Erkek öfkesi için asla “bu kadarı fazla” denen bir sınır yok oysa mesela. Son günlerin bir konusu da Leman Sam’ın nevzuhur (çok sevdiğim bir eski kelime yine) ırkçılığı tartışmalarında “tanırım, yapmaz” temalı bir yazıyla gündeme gelen cinnet meselesi. Irkçılık değil, kökeni hayvanlara yapılan zulüm olan cinnetmiş o. Cinnet geçirilir mi, getirilir mi, cinnetimiz cennetimiz midir falan filan derken laf karıştı ama esas nokta şu: Ben cinnete inanmıyorum.

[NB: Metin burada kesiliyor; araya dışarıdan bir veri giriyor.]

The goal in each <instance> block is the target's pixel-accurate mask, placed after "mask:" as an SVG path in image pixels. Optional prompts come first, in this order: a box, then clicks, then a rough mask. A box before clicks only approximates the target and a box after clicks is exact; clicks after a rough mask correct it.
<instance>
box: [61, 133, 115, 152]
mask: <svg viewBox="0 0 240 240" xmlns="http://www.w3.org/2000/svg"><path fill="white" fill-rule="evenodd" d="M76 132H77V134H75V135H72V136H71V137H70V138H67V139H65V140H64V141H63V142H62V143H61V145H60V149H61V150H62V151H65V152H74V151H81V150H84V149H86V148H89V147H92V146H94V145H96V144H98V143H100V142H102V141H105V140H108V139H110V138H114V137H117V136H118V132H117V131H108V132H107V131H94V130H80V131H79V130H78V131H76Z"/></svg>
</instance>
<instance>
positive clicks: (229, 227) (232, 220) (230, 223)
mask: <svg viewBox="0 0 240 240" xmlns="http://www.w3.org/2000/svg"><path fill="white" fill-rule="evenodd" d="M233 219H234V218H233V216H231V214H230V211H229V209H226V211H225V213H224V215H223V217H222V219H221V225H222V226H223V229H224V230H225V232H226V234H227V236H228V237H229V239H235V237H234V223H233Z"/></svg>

Aşırı, dizginsiz, patlamalı öfke çoğunlukla varsayılan bir imtiyazın sonucu oluyor. Haklılığa duyulan koşulsuz inancın. Bu nedenle kadınların cinnet geçirdiği pek nadir, katil erkeklerin, şiddet faillerininse favori bahanesi bu. Öfkelenme hakkını iliklerine dek duyuyor ve bunu da çoğunlukla fizik ya da statü açısından kendilerinden üstün gördükleri diğer erkeklere karşı değil, kadın ve çocuklara karşı kullanıyorlar. Cinnetin arkasında bir imtiyaz yatıyorsa ırkçılık başta her tür ayrımcılık söylemi için de geçerli bu. Hiçbir tekil olay bir insan grubunu, ırkı nefrete boğmanın gerekçesi olamaz. Bütün ayrımcılıklar aynı desenlerle işliyor. Dünya da bu kendine hak görmeler nedeniyle daha karanlık bir yer oluyor.
Kadınlar içinse “bu kadarı da fazla” çizgisi incecik. Gülşen’in sahne kostümü ya da Sezen Aksu’nun ta 2017’de yapıp geçenlerde yeniden paylaştığı bir şarkının sözleri yerli, milli, dini tüm değerleri bir anda alt üst edebiliyor. Otel basılmalarıyla ünlü İzzet Yıldızhan çıkıp ateş püskürüyor, Seren Serengiller kendi dekoltelerini o programlık azaltmaya bile gerek görmeden ahlakçılık taslıyor. Bu işlerdeki mantıksızlık ve ikiyüzlülük öyle bir safhada ki Gülşen’le aynı boylarda ya da ondan kısa Serengil “bu minyon kadınlarda zaten bir seksi olduğunu gösterme ihtiyacı daha fazla oluyor” türünden sözler ediyor. Işın Karaca çıkıp “bu kadarı da fazla” korosuna katılıyor.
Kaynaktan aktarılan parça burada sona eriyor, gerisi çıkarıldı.